Ons klooster is gebouwd rondom een binnenhof.
Dit is niet zozeer een tuin, als wel een open en stille ruimte als een kern waaromheen alles is geordend. Vaak staat in het midden een put, of is er een andere ronde vorm.
De cirkel is vanouds een symbool voor God. En vanuit dat middelpunt stroomt de stilte uit in alle windrichtingen in het vierkant (symbool van de wereld) waar het leven van alledag zich afspeelt. De architectuur van ons klooster sluit aan bij onze innerlijke beleving. De eenvoud ervan bevordert, dat ons leven afgestemd blijft op het geheim van God.

In de vierkante pandgang komen de verschillende aspecten van het leven samen. Alle elementen van het leven worden er op een evenwichtige wijze met elkaar verbonden. Deze structuur biedt een ruimtelijk kader aan ons dagelijkse leven. De gebeurtenissen van elke dag krijgen daarbinnen een eigen plaats.
In de pandgang hangen de naamlijsten van alle geprofeste zusters die vanaf 1721 in ons klooster gewoond hebben. Zo blijven zij in onze gedachtenis.
Rondom de pandgang liggen dan de vertrekken voor de behoeften van het lichaam: de refter en de keuken. En de vertrekken die de geest kunnen voeden: de bibliotheek en een studieruimte.
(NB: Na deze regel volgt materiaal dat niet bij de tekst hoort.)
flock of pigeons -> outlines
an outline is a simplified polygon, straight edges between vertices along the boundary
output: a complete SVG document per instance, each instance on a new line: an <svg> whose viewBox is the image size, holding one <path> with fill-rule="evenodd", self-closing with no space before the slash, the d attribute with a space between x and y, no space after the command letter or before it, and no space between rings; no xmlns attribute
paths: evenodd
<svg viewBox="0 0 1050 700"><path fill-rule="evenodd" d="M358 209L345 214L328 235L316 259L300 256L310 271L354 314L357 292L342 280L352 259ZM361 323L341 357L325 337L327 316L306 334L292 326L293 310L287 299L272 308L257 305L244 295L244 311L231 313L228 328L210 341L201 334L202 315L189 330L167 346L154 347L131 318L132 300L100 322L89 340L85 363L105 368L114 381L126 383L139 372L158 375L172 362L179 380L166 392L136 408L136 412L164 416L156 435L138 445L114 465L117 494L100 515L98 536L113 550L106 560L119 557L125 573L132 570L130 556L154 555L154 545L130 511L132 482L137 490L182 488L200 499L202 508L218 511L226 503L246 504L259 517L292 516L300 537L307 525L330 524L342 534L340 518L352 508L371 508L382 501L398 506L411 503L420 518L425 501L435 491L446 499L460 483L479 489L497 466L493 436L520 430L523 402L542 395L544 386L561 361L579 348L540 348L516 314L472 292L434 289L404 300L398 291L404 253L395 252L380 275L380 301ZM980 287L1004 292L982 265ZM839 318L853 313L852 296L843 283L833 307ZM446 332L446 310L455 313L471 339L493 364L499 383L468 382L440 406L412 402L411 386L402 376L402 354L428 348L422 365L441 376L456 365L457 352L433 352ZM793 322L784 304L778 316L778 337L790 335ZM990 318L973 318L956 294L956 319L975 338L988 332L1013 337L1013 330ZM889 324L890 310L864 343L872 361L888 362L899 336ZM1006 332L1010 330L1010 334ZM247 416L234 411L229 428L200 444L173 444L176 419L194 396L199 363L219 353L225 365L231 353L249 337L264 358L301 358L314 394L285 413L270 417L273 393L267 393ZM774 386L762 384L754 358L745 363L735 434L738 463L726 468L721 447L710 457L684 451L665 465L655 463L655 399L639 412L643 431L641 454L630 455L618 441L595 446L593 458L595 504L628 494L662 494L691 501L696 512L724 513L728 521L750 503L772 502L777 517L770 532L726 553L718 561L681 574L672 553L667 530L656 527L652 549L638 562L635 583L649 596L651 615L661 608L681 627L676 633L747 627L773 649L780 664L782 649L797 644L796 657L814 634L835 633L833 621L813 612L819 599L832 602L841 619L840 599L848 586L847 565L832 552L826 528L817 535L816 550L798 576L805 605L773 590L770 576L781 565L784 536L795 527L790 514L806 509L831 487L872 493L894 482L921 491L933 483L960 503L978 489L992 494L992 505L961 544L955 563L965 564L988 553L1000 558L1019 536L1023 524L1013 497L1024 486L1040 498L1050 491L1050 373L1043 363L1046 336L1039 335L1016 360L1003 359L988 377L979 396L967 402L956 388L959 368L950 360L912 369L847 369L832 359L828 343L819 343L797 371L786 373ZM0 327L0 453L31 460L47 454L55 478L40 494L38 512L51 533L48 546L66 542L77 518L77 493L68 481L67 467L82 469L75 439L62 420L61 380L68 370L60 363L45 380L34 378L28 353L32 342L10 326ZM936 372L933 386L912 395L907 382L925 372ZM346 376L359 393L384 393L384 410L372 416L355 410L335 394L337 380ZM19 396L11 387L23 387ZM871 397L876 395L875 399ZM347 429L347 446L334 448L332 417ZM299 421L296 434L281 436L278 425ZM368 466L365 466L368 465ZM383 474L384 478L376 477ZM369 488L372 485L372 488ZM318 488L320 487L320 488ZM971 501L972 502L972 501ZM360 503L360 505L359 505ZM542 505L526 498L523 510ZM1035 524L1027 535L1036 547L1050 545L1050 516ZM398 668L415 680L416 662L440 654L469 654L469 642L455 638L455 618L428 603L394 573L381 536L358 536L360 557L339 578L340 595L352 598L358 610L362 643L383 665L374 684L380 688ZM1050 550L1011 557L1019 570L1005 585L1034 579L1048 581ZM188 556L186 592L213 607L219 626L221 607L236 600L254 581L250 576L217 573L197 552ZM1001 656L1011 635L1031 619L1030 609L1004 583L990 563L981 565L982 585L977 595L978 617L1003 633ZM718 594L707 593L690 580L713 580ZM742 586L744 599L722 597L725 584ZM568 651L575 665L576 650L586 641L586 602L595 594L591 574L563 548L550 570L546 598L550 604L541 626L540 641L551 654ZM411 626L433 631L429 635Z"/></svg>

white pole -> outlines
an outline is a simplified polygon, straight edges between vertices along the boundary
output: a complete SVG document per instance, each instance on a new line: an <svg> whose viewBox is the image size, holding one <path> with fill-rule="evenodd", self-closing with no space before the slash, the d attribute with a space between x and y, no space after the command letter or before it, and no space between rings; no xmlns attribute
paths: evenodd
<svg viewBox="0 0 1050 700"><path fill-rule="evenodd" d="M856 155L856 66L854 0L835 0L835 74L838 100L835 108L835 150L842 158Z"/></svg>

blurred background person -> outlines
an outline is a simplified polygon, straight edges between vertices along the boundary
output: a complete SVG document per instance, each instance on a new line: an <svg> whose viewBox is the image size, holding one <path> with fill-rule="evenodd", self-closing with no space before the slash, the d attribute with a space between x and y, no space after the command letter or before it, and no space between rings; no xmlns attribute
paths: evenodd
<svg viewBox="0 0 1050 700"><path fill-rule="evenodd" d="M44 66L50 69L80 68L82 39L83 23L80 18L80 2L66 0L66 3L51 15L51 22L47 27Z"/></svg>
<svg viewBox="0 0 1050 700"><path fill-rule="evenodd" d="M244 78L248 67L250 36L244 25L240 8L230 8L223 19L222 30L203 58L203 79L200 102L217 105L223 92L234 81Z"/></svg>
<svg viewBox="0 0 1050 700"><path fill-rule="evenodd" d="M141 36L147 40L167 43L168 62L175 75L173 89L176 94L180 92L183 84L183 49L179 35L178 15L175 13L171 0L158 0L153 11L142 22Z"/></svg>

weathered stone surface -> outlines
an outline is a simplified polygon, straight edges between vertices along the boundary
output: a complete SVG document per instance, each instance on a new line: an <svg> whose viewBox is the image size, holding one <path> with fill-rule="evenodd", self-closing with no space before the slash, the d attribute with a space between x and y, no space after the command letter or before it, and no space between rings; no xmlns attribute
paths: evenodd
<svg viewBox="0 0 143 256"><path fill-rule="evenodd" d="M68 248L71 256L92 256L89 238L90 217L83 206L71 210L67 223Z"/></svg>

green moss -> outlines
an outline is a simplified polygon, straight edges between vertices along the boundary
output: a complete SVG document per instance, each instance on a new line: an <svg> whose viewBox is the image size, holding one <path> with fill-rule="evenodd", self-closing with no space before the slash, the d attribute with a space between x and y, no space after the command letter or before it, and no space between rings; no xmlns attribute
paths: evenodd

Verder is de pandgang ook de verbinding naar de werkplekken, bijvoorbeeld de hostiebakkerij en wasserij, en komen er trappen op uit die leiden naar de eigen kamers van de zusters. En er is ook de doorgang naar een afzonderlijk verblijf voor onze gasten.
Via de pandgang komen we ook in de kerk (gebouwd in 1898) om het getijdengebed en de eucharistie te vieren. De kerk vormt het ontmoetingspunt tussen binnen en buiten. Zusters en gasten komen er samen om te bidden. Het gebed is de ademhaling van onze verbondenheid.
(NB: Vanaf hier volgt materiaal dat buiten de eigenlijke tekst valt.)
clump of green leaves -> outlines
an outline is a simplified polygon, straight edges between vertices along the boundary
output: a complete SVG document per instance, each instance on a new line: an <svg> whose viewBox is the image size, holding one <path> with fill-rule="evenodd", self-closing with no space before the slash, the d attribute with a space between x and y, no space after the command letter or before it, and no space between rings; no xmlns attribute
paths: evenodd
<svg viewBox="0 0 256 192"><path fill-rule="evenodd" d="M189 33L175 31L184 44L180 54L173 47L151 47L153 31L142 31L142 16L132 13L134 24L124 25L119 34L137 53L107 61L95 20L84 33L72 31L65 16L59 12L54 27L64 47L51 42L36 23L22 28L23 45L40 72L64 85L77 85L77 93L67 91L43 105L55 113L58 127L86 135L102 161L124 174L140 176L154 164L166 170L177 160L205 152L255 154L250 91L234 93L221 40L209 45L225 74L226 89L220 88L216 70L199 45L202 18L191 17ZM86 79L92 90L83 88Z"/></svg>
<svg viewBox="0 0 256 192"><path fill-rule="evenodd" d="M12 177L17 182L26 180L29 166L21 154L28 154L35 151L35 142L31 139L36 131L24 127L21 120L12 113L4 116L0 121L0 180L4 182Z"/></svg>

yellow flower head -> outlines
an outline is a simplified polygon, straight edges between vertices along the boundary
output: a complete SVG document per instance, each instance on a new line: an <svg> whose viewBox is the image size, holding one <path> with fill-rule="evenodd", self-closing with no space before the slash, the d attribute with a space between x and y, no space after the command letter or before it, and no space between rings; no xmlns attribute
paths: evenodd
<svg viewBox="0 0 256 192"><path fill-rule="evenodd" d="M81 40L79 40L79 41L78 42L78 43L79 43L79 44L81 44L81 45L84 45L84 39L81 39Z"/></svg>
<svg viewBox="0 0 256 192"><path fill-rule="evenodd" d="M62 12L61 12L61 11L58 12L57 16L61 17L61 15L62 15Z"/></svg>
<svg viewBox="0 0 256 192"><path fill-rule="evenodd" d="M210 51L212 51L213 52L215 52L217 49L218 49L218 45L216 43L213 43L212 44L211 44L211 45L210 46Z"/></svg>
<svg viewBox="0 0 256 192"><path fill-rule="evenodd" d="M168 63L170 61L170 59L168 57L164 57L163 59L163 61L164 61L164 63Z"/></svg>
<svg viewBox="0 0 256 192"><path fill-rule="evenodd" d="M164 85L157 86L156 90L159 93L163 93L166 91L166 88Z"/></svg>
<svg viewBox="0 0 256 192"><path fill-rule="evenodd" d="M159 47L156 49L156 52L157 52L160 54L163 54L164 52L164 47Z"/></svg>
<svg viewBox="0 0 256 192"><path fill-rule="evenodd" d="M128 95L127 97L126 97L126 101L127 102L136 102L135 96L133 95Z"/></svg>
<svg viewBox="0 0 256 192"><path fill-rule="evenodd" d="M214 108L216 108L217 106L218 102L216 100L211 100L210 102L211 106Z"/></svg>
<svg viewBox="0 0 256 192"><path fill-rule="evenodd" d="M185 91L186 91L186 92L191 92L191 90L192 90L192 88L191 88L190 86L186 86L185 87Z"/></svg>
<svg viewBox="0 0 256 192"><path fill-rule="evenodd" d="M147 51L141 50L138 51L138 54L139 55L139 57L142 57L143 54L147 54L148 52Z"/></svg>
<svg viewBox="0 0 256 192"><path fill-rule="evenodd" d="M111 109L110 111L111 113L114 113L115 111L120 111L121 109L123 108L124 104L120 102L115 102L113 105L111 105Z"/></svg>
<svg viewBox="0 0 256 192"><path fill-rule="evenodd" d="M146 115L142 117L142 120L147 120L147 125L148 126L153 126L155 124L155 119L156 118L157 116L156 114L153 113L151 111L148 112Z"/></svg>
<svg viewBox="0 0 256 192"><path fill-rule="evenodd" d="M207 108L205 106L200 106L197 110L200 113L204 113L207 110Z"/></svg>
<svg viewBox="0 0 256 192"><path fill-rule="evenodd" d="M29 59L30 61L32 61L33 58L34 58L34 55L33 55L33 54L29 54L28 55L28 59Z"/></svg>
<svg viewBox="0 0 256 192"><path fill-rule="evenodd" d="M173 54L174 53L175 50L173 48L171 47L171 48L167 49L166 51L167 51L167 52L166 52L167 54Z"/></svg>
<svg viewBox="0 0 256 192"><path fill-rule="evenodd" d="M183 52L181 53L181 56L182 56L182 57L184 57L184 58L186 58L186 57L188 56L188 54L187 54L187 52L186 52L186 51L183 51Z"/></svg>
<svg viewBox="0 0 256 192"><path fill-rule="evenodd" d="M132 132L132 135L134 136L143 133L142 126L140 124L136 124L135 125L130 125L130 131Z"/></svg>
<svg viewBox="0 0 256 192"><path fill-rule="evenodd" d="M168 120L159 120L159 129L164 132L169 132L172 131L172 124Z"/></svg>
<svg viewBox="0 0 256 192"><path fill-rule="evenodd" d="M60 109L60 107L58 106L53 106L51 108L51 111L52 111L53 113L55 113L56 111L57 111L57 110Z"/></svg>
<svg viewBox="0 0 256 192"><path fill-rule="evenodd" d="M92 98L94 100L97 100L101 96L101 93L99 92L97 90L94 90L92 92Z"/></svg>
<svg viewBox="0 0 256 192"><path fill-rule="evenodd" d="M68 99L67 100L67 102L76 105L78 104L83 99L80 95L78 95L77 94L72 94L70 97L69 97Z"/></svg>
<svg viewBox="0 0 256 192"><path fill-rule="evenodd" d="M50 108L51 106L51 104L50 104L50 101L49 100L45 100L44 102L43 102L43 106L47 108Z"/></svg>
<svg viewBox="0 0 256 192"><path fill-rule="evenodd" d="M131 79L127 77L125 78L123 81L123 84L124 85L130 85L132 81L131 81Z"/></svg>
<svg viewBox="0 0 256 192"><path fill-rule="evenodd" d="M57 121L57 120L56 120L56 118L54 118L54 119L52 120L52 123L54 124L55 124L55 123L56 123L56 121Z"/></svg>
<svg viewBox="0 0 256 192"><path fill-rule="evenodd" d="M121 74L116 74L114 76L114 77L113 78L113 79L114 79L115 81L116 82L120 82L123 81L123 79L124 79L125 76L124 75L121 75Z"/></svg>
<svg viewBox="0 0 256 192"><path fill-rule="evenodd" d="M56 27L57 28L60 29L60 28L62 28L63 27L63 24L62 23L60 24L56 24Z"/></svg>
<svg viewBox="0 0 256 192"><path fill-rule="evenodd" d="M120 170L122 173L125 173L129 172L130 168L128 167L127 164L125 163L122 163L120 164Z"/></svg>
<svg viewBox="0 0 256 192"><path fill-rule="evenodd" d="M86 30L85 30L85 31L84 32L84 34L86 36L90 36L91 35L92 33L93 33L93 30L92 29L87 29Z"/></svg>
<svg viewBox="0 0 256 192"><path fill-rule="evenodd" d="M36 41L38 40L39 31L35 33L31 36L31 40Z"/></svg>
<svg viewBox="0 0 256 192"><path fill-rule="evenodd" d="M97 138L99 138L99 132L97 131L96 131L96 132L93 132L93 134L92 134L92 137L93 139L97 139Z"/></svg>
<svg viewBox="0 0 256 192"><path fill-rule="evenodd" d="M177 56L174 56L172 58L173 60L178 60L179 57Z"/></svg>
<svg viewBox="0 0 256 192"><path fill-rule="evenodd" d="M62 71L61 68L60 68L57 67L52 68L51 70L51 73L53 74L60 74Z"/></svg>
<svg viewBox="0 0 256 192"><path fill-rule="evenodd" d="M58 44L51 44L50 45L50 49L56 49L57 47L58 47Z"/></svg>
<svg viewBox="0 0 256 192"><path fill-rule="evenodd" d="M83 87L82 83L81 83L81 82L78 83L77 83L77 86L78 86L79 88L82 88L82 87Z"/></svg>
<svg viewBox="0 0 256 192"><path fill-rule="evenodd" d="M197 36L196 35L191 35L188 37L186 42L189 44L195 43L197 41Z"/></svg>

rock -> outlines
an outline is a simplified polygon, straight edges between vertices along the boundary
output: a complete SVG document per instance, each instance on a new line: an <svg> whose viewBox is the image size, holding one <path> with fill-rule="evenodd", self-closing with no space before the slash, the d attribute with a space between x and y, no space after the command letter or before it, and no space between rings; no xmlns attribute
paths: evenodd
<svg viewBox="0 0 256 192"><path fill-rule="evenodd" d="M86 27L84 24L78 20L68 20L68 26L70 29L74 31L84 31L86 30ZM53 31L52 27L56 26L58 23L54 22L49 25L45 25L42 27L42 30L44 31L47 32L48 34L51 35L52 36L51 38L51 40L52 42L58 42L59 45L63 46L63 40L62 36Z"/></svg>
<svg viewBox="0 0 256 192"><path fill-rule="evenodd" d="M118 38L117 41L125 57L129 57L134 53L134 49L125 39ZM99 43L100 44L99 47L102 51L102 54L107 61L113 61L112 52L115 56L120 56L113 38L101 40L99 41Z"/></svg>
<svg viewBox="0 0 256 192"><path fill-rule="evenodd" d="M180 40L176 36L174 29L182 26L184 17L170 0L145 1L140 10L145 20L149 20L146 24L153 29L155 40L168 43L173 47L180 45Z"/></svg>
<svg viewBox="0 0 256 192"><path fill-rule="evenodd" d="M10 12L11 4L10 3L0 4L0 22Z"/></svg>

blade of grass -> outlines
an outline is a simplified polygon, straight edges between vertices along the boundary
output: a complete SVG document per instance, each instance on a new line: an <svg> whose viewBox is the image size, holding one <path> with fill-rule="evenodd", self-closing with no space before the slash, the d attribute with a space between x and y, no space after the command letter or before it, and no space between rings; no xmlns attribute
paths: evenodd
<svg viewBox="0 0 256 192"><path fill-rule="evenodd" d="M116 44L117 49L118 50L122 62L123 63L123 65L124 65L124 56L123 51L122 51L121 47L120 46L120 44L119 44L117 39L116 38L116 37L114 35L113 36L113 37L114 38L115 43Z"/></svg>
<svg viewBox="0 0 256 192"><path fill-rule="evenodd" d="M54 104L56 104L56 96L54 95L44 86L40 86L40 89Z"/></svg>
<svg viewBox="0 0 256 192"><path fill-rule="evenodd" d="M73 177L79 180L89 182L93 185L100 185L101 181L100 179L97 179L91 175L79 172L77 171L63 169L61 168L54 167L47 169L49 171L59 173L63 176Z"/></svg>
Vanuit het getijdengebed in de kerk gaat ieder persoonlijk weer haar gang om elkaar op gestelde tijden weer te vinden als biddende gemeenschap.
We vinden elkaar ook op gestelde tijden als een gemeenschap die met elkaar in gesprek is, afspraken maakt, ontspant of feesten viert. Dit gebeurt in de recreatieruimte.

De tuin kent seizoenen, zoals ook ons leven. Wil alles in die tuin tot bloei komen, dan is er aandacht en zorg nodig voor elke plant en boom. Ook de grote tuin rond ons klooster is belangrijk in ons leven. We kunnen er in stilte van de natuur genieten: van de bomen, de bloemen en het groen. Er worden wat groenten en fruit gekweekt; en uit de kruidentuin putten we voor de keuken én het hele jaar door (vers of gedroogd) voor de kruidenthee.
De schapen helpen ons om het gras kort te houden.
Het kerkhof in de tuin helpt ons onze overleden zusters niet te vergeten. Een kruisje met de naam op ieders graf symboliseert de hoop op de verrijzenis.